Ubuntu 11.10 vs. Fedora 16: Boot Speed, Power Consumption

Written by Michael Larabel in Operating Systems on 23 November 2011 at 01:43 AM EST. Page 1 of 6. 14 Comments.

In this article is the first of several articles comparing the recently released Fedora 16 to Ubuntu 11.10. This first article is looking at the boot performance and power consumption from several different notebooks when performing clean installs of Fedora Verne and Ubuntu Oneiric Ocelot.

There are several significant differences between Ubuntu 11.10 and Fedora 16 that make for an interesting comparison. Fedora 16 is shipping with the Linux 3.1 kernel and the GNOME 3.2.1 desktop, including the GNOME Shell. Fedora 16 also furthers its integration with the much talked about systemd init service, after it made its premiere with Fedora 15. Fedora also ships with the bleeding-edge Linux graphics stack. Meanwhile, Ubuntu 11.10 shipped last month with the Linux 3.0 kernel and some GNOME 3.0 packages around Canonical's Unity desktop.

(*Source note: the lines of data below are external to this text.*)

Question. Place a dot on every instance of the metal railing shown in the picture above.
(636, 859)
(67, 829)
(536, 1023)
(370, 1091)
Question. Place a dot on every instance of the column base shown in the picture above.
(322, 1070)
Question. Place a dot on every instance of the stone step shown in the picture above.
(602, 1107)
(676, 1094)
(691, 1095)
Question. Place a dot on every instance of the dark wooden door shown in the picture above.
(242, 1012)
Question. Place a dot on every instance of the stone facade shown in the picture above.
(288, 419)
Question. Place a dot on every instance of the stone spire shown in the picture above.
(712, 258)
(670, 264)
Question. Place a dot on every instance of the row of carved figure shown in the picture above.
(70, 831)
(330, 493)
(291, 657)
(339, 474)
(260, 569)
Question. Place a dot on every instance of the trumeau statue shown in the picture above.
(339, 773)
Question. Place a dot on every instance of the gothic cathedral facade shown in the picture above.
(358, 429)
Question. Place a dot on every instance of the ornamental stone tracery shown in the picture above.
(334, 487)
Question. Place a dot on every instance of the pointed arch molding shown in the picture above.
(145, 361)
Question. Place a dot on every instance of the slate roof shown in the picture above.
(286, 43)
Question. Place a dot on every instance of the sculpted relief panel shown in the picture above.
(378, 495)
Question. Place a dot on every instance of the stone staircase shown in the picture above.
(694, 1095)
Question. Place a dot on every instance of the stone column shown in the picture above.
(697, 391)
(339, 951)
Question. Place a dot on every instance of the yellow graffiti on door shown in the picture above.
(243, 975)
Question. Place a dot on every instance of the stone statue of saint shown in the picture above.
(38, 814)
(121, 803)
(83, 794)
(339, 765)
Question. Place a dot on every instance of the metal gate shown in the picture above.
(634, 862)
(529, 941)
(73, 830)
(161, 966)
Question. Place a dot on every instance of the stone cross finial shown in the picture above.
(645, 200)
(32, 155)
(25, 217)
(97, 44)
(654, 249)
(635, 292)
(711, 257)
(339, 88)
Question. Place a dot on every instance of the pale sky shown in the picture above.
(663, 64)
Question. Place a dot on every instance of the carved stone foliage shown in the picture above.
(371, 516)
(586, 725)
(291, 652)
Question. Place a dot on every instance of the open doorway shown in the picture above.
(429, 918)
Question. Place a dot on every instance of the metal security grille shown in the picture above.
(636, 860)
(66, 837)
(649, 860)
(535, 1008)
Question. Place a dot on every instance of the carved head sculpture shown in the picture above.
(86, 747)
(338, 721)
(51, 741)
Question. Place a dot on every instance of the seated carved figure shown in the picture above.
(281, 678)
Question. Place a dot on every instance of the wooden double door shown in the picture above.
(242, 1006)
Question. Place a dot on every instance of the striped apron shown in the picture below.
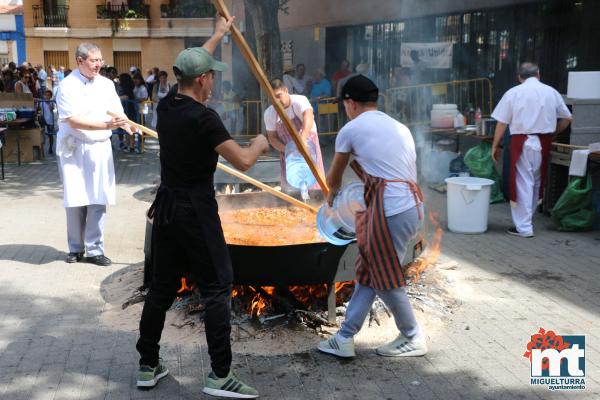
(377, 264)
(284, 137)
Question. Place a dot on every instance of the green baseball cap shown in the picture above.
(195, 61)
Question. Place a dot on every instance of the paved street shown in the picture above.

Ubuntu has no plans in the foreseeable future to abandon Upstart in favor of systemd. Both Fedora 16 and Ubuntu 11.10 have some similarities like both using GCC 4.6 and sticking to the EXT4 file-system by default for now.

The battery testing and power consumption comparison is being done from a Lenovo ThinkPad T61, ASUS Eee PC, and Lenovo ThinkPad W510 to represent a few popular notebook/netbook configurations on the market.

Linux desktop performance benchmarks and other articles are forthcoming.

The boot speed was measured using Bootchart and for each clean install of the 64-bit version of Ubuntu 11.10 and Fedora 16, the Phoronix user was set to automatic log-in. All other distribution settings were at their defaults. Each system rebooted three times before capturing the Bootchart result.